La Ligne de Sang - DOA

Par Woland

Extraits

Eh ! bien, voici l'un des livres les plus brillamment menés - et l'un des plus frustrants que j'aie jamais lus. Peut-être même LE plus frustrant !

L'intrigue se situe à Lyon, ville autour de laquelle a toujours flotté un certain parfum au mieux d'ésotérisme, au pire de magie noire. Elle prend ses racines dans un accident de la route, l'un de ces accidents dont la stupidité prodigieuse enclenche toujours une série d'évènements dont les protagonistes - les méchants comme les bons - se seraient tous bien passés. Ici, la conductrice de l'automobile s'en tire - c'est très bien parce que, de toutes façons, elle n'était pas dans son tort. Le motard, lui, un certain Paul Grieux, quarante-deux ans, est gravement amoché : traumatisme crânien prononcé et coma sévère. Il est immédiatement transporté à l'hôpital adéquat tandis que l'officier de police Priscille Mer, épaulée par son collègue Marc Launay qui passait par là tout à fait par hasard, entreprend les recherches habituelles.

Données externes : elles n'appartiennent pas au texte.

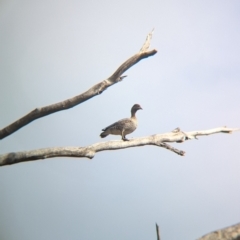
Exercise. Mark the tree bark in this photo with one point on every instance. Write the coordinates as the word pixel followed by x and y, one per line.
pixel 229 233
pixel 90 93
pixel 159 140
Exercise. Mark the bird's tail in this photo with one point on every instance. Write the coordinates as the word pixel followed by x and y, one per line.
pixel 103 134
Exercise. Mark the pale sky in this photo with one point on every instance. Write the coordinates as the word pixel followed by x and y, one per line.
pixel 54 50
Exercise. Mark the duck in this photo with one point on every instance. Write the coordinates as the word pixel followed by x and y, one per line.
pixel 124 126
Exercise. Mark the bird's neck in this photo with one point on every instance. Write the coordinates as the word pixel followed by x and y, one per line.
pixel 133 114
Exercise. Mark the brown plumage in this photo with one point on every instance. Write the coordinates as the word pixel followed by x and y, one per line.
pixel 124 126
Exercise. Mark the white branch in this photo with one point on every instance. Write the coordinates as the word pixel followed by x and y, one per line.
pixel 159 140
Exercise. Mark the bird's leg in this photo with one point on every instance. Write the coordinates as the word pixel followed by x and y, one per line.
pixel 124 137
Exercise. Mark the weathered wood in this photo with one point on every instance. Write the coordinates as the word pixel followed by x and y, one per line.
pixel 89 152
pixel 229 233
pixel 92 92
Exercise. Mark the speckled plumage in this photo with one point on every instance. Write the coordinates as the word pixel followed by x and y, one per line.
pixel 124 126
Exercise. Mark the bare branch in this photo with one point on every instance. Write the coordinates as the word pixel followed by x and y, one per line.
pixel 89 152
pixel 229 233
pixel 72 102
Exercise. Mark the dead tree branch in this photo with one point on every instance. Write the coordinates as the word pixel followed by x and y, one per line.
pixel 89 152
pixel 158 232
pixel 229 233
pixel 92 92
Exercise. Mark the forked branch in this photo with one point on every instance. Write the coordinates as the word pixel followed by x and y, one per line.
pixel 92 92
pixel 89 152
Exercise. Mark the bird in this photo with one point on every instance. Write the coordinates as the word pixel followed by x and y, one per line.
pixel 124 126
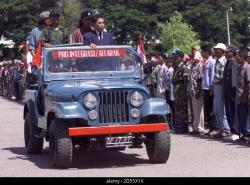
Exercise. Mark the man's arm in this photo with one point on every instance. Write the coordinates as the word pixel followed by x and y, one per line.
pixel 87 41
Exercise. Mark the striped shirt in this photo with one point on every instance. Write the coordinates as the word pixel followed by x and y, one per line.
pixel 219 70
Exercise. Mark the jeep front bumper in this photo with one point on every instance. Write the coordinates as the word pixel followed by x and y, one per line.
pixel 118 129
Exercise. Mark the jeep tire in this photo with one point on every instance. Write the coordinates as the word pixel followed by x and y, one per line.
pixel 33 143
pixel 158 147
pixel 60 144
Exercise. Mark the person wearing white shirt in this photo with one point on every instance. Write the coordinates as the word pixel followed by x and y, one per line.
pixel 207 79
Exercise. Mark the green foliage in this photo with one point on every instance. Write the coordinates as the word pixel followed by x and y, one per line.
pixel 177 34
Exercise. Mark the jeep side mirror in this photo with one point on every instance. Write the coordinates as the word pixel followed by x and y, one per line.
pixel 147 68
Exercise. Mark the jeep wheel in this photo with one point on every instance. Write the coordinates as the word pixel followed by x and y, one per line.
pixel 158 147
pixel 33 144
pixel 60 144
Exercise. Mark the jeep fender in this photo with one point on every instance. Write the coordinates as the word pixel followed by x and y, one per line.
pixel 68 110
pixel 30 108
pixel 155 106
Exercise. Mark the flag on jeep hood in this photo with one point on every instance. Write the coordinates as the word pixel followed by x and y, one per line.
pixel 37 60
pixel 88 53
pixel 141 50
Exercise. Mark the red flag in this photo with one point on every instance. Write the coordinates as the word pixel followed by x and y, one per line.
pixel 27 51
pixel 141 50
pixel 37 60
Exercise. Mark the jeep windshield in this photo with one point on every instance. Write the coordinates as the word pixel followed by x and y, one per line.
pixel 90 60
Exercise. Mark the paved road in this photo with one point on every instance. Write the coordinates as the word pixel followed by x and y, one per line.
pixel 190 156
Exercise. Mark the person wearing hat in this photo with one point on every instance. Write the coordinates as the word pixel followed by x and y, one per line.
pixel 154 75
pixel 242 93
pixel 180 83
pixel 219 100
pixel 195 92
pixel 55 34
pixel 161 76
pixel 35 34
pixel 207 80
pixel 86 24
pixel 229 89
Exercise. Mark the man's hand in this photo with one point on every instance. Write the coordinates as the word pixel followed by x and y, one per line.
pixel 47 45
pixel 93 46
pixel 211 92
pixel 33 53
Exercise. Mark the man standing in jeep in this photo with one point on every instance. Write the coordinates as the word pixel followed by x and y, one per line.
pixel 55 34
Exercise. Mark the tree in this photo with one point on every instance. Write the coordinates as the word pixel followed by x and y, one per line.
pixel 178 34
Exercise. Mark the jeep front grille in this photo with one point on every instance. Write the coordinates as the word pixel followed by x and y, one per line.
pixel 113 107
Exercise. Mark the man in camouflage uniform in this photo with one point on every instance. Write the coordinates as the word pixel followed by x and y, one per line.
pixel 180 83
pixel 55 34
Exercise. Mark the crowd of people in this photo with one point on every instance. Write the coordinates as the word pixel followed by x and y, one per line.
pixel 209 90
pixel 212 83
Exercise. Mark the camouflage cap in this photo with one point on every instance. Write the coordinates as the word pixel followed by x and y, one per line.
pixel 44 15
pixel 54 13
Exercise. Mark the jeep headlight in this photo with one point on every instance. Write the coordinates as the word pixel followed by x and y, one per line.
pixel 136 99
pixel 90 101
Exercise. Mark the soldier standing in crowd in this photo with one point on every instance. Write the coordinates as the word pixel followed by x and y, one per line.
pixel 55 34
pixel 219 100
pixel 170 91
pixel 35 34
pixel 154 76
pixel 242 93
pixel 161 77
pixel 180 82
pixel 229 90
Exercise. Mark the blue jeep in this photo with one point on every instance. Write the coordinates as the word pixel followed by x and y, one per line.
pixel 93 99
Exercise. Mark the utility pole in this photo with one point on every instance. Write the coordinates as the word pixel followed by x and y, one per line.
pixel 228 28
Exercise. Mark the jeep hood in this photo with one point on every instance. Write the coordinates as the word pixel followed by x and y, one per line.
pixel 76 88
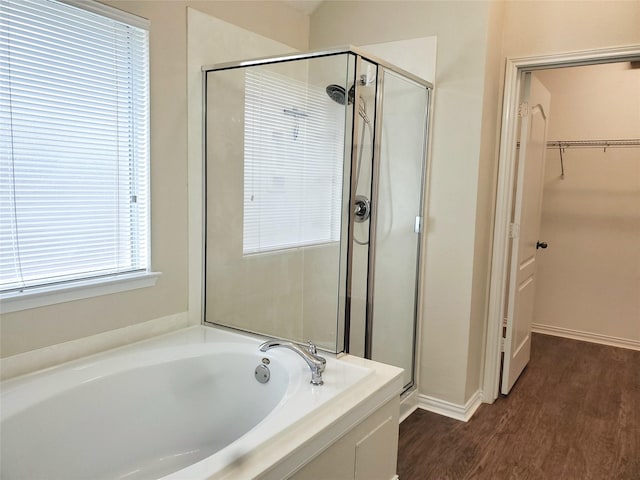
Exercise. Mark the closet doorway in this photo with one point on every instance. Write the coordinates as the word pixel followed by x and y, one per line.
pixel 588 279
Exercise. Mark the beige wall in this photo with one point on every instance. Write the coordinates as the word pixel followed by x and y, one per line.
pixel 543 27
pixel 461 28
pixel 35 328
pixel 589 277
pixel 487 174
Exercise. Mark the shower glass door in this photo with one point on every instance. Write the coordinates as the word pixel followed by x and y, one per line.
pixel 396 227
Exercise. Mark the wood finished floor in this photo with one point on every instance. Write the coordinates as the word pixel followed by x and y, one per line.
pixel 574 414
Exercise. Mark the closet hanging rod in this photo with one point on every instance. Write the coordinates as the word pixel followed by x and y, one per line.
pixel 632 142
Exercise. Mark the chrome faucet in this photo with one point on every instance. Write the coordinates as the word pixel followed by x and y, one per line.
pixel 308 352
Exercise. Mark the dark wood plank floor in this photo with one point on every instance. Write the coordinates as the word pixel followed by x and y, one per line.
pixel 574 414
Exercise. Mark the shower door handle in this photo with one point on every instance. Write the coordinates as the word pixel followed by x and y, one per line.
pixel 417 226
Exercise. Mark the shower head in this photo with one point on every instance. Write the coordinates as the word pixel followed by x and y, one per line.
pixel 339 95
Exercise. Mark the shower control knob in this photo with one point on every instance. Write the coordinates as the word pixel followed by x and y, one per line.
pixel 361 208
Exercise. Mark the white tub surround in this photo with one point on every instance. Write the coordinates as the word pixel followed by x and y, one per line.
pixel 187 405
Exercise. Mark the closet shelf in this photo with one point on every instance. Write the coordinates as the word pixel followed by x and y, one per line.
pixel 632 142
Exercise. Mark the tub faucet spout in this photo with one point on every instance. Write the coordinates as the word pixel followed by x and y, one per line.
pixel 307 352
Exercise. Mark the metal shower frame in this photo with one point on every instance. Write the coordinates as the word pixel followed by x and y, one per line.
pixel 360 55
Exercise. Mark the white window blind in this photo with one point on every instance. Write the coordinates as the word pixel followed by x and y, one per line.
pixel 74 135
pixel 293 154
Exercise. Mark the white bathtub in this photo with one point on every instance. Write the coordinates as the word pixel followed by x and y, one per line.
pixel 182 406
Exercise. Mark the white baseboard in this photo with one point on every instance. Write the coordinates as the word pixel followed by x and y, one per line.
pixel 449 409
pixel 586 336
pixel 45 357
pixel 408 404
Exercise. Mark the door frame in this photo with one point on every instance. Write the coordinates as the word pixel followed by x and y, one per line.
pixel 498 287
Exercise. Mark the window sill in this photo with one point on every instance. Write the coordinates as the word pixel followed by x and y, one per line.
pixel 41 297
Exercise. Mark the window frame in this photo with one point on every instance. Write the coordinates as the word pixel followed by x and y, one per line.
pixel 87 287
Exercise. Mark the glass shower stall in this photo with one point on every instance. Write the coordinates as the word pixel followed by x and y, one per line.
pixel 314 183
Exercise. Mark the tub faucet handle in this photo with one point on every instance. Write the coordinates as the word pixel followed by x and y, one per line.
pixel 308 352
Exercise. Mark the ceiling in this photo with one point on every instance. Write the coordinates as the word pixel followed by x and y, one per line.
pixel 305 6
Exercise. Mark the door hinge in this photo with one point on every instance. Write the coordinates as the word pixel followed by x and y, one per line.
pixel 514 230
pixel 523 109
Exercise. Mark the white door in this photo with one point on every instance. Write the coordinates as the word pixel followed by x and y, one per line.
pixel 525 229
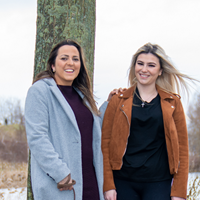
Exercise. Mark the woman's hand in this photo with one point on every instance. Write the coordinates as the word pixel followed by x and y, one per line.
pixel 110 195
pixel 177 198
pixel 67 180
pixel 115 91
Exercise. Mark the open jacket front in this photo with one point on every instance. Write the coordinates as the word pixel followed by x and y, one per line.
pixel 116 130
pixel 55 143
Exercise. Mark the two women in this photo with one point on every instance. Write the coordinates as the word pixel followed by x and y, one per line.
pixel 144 134
pixel 63 127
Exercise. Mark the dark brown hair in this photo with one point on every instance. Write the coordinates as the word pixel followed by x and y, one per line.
pixel 82 81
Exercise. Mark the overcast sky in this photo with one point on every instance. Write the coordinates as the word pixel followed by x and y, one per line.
pixel 121 28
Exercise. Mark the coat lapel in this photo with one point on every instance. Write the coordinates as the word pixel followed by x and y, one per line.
pixel 66 107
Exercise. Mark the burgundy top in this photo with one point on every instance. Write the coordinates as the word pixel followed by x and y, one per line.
pixel 84 120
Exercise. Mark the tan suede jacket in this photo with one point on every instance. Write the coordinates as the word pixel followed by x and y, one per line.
pixel 116 130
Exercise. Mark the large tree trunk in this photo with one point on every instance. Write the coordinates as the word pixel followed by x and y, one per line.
pixel 58 20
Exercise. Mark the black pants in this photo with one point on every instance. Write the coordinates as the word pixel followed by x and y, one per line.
pixel 128 190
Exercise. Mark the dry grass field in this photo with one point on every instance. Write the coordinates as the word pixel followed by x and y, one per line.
pixel 13 156
pixel 13 175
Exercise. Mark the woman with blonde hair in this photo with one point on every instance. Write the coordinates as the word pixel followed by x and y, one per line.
pixel 144 134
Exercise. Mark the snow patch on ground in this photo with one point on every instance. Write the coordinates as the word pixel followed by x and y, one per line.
pixel 21 193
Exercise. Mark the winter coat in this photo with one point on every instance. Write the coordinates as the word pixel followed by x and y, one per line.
pixel 116 130
pixel 55 142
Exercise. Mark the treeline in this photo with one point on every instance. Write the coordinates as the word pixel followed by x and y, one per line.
pixel 13 143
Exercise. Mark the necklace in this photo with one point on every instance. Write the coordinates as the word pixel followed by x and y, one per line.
pixel 143 102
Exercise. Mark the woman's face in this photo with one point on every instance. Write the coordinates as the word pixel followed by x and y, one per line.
pixel 147 69
pixel 67 65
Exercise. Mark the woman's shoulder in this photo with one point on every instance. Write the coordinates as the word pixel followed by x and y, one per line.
pixel 40 87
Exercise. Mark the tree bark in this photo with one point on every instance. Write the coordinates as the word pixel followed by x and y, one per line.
pixel 58 20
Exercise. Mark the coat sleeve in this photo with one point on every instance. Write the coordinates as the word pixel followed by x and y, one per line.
pixel 102 110
pixel 106 137
pixel 179 186
pixel 37 130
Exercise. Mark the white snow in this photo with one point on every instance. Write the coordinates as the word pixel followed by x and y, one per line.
pixel 21 193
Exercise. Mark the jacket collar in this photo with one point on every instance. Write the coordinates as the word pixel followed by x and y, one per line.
pixel 163 94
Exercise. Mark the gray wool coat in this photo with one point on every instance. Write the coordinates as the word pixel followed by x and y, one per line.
pixel 55 142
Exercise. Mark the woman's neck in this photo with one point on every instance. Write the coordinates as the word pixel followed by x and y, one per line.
pixel 148 92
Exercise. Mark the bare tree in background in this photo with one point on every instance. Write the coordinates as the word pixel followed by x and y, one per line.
pixel 194 134
pixel 58 20
pixel 11 111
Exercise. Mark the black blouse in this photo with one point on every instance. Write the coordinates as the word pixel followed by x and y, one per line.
pixel 146 157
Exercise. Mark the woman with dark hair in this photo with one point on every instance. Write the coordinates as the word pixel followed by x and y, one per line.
pixel 144 133
pixel 63 127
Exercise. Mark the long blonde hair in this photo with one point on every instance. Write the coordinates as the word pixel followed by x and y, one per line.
pixel 171 79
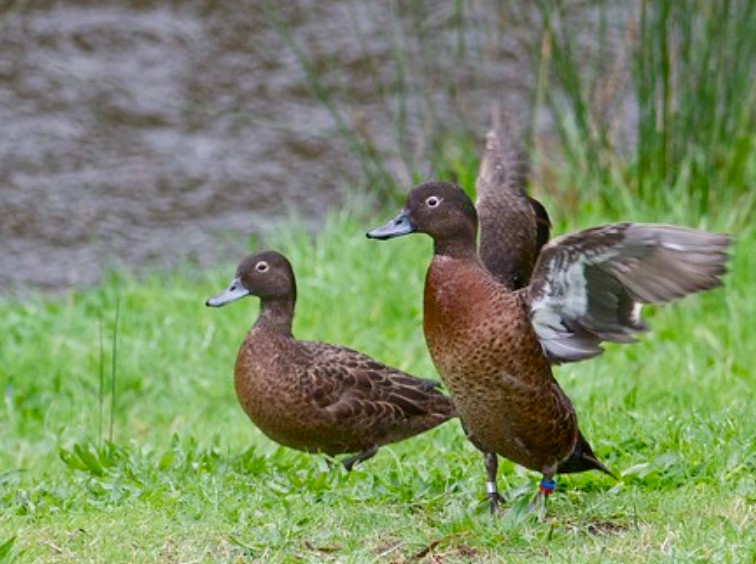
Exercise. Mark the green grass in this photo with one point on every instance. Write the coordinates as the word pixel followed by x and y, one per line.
pixel 185 476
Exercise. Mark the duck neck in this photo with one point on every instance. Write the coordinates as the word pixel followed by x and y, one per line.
pixel 276 315
pixel 456 247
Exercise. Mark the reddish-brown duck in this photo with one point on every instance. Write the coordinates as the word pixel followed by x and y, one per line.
pixel 493 347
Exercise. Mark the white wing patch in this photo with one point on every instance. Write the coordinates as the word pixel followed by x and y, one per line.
pixel 589 287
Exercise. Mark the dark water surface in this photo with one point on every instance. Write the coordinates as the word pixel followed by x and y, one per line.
pixel 151 133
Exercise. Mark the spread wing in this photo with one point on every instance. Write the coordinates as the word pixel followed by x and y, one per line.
pixel 588 287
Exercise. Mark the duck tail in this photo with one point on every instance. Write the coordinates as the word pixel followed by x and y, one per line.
pixel 582 459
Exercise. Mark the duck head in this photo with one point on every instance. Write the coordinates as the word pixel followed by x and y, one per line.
pixel 439 209
pixel 267 275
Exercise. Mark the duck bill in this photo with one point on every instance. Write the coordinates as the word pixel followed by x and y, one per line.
pixel 400 225
pixel 235 291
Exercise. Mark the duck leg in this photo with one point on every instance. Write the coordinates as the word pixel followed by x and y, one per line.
pixel 364 455
pixel 546 487
pixel 492 491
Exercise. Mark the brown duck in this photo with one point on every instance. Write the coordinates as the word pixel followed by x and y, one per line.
pixel 316 397
pixel 494 347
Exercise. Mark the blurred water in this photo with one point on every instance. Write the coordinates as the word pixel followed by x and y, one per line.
pixel 150 133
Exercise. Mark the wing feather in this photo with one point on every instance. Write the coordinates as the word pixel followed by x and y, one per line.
pixel 588 287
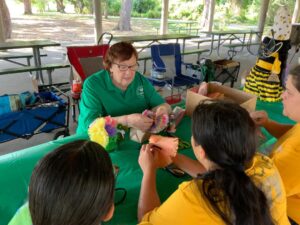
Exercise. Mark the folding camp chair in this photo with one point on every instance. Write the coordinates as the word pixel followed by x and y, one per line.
pixel 86 60
pixel 166 67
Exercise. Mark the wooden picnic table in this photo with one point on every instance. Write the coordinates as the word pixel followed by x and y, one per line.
pixel 229 34
pixel 155 39
pixel 36 45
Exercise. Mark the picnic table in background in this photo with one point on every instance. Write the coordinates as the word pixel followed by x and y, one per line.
pixel 230 35
pixel 35 45
pixel 154 39
pixel 14 181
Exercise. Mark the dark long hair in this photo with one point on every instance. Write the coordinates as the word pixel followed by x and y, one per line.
pixel 227 134
pixel 295 73
pixel 72 185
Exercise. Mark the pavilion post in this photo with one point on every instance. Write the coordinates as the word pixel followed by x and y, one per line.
pixel 97 19
pixel 164 17
pixel 262 17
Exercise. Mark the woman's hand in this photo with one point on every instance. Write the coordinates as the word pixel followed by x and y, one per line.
pixel 151 158
pixel 260 118
pixel 139 121
pixel 163 109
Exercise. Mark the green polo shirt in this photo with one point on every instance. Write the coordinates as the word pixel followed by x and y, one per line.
pixel 100 97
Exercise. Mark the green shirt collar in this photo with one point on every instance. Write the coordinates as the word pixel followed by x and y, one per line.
pixel 111 87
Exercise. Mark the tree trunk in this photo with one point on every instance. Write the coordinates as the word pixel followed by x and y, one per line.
pixel 5 22
pixel 236 6
pixel 296 13
pixel 27 7
pixel 60 6
pixel 262 16
pixel 206 22
pixel 204 17
pixel 97 19
pixel 211 14
pixel 106 9
pixel 125 16
pixel 164 17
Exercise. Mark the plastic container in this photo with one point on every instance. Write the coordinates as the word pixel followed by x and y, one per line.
pixel 173 99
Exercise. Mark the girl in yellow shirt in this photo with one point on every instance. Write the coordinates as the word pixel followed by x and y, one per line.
pixel 232 185
pixel 286 151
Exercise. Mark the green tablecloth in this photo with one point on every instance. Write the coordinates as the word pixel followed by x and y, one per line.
pixel 16 168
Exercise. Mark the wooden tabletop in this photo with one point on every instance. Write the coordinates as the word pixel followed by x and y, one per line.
pixel 227 32
pixel 27 44
pixel 136 38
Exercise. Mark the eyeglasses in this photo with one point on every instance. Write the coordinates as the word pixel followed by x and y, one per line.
pixel 125 67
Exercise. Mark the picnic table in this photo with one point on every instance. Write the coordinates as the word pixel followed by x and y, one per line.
pixel 16 169
pixel 229 35
pixel 154 39
pixel 35 45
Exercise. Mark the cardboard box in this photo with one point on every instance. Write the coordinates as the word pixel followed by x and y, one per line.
pixel 246 100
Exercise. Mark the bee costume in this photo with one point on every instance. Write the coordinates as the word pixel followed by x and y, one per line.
pixel 266 77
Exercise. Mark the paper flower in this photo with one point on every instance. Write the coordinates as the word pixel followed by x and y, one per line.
pixel 168 145
pixel 106 132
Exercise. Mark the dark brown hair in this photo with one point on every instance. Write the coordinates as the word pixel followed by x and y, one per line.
pixel 228 135
pixel 295 73
pixel 74 184
pixel 120 51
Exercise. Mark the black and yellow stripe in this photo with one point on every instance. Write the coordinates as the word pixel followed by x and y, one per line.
pixel 257 83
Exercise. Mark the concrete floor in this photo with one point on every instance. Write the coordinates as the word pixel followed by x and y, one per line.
pixel 17 83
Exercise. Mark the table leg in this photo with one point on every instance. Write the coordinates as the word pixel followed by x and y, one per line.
pixel 183 47
pixel 37 62
pixel 219 43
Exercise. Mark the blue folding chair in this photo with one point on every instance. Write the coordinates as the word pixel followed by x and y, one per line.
pixel 166 67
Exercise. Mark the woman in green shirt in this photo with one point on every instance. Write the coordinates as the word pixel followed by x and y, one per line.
pixel 119 91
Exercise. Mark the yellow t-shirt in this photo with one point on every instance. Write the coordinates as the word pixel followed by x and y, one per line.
pixel 186 205
pixel 286 157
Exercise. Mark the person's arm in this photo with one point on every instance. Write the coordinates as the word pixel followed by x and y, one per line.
pixel 91 106
pixel 148 199
pixel 164 108
pixel 150 159
pixel 275 129
pixel 188 165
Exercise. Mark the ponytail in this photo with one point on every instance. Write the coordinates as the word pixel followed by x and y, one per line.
pixel 228 136
pixel 232 195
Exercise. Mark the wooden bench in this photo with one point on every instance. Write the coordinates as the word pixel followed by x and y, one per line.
pixel 10 56
pixel 203 40
pixel 48 67
pixel 195 51
pixel 232 48
pixel 145 58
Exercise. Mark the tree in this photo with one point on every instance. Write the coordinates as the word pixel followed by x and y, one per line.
pixel 296 13
pixel 60 6
pixel 207 17
pixel 27 7
pixel 105 11
pixel 5 22
pixel 125 16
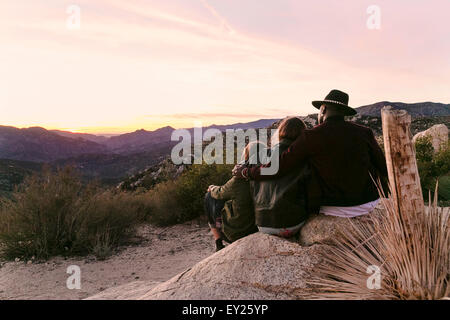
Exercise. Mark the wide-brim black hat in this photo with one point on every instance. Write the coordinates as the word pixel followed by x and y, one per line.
pixel 336 98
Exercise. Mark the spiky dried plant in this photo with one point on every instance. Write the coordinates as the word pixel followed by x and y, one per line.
pixel 412 255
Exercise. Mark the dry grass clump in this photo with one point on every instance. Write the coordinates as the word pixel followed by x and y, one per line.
pixel 55 214
pixel 413 256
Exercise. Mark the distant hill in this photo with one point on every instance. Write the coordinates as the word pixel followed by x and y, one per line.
pixel 139 141
pixel 40 145
pixel 423 109
pixel 111 159
pixel 13 172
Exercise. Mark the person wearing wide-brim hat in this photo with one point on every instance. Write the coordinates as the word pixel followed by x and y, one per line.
pixel 344 158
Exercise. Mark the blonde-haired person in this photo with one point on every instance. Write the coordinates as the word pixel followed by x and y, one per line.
pixel 229 208
pixel 280 207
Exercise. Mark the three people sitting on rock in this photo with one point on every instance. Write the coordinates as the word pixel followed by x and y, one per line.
pixel 330 169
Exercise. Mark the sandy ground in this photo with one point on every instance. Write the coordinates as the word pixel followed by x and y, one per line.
pixel 161 254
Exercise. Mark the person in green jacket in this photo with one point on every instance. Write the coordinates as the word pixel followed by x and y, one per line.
pixel 280 207
pixel 229 208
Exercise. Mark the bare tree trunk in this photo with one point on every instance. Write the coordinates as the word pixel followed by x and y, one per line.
pixel 401 162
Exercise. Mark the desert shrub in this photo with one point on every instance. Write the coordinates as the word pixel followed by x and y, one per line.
pixel 181 200
pixel 410 249
pixel 55 214
pixel 433 167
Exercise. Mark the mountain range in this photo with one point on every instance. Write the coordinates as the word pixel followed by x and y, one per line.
pixel 112 158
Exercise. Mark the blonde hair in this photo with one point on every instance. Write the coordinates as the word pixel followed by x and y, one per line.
pixel 289 128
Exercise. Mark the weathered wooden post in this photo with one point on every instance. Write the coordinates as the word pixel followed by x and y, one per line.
pixel 401 162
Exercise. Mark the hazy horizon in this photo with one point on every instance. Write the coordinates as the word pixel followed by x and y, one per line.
pixel 147 64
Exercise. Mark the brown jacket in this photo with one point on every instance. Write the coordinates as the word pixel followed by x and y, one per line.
pixel 342 156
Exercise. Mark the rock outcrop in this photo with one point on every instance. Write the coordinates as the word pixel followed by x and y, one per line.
pixel 259 266
pixel 438 135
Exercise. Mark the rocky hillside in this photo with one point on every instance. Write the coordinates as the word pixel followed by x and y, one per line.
pixel 257 267
pixel 423 109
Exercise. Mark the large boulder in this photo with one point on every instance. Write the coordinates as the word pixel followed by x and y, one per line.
pixel 259 266
pixel 438 135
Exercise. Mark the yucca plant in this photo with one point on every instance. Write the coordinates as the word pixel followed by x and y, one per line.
pixel 412 256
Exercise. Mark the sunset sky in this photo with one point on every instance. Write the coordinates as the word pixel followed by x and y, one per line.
pixel 149 63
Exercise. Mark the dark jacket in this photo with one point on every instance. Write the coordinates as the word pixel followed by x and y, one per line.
pixel 280 203
pixel 238 216
pixel 342 156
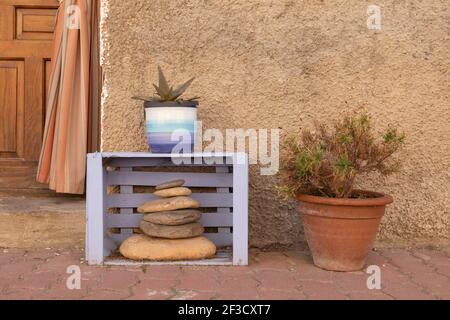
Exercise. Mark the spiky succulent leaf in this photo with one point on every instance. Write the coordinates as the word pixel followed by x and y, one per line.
pixel 163 84
pixel 181 89
pixel 143 98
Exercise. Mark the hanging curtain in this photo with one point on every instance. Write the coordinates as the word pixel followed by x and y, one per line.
pixel 71 126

A partir de là, DOA développe une véritable petite merveille - et je pèse mes mots - d'intrigue qui combine avec une habileté diabolique le policier et le fantastique. Il n'est évidemment pas le premier à avoir tenté l'essai mais là où il réussit un authentique tour de force, c'est non seulement en installant une ambiance atrocement glauque, inquiétante, pour ne pas dire carrément effrayante, dans un quotidien absolument routinier mais aussi - mais surtout - en maintenant le suspense jusqu'à la dernière page de son livre - qui en comporte pourtant six-cent-quarante.

C'est bien simple : d'un bout à l'autre, je n'ai pas pu décrocher. Quand on sait le scepticisme avec lequel j'accueille les romans fantastiques contemporains, et particulièrement les français, on comprendra tout de suite que "La Ligne de Sang" sort de l'ordinaire.

Le problème, pour moi, c'est la fin : abrupte, comme si toute la part fantastique de l'intrigue, acculée, se jetait droit à la mer, du plus haut de la plus haute des falaises.

Maintenant, cela fait bien deux jours que j'ai refermé le livre et je me dis que certains trouveront du charme à cette brutalité qui laisse au lecteur le soin de trouver les réponses aux questions restées en suspens : Grieux était-il ce qu'il prétendait être ou n'était-ce qu'un pauvre garçon sans père, dominé par sa mère et probablement abusé par des adultes quand il était encore un enfant, et qui a fini par se réfugier dans la folie ? nous-mêmes, lecteurs, n'avons-nous pas cédé à notre subjectivité en voulant voir de la magie noire - et pas n'importe laquelle - là où il n'y avait qu'une lamentable tragédie familiale ?... La fin reste ouverte : est-ce un bien, est-ce un mal ? peut-être y aura-t-il autant de réponses que ce livre aura de lecteurs.

Un dernier mot sur les critiques que vous pourrez lire sur certains sites marchands, déposées par des internautes plus avides de polars purs et durs que de tentatives hybrides aussi déconcertantes que passionnantes : il n'y a pas de longueurs inutiles dans "La Ligne de Sang", c'est même un texte sacrément maîtrisé. Certes il diffère sensiblement des deux opus qui ont assuré la célébrité de leur auteur - "Le Serpent aux Mille Coupures" et "Citoyens Clandestins" mais il n'en reste pas moins un excellent roman.

... A la fin frustrante. Mais bon : nul n'est parfait.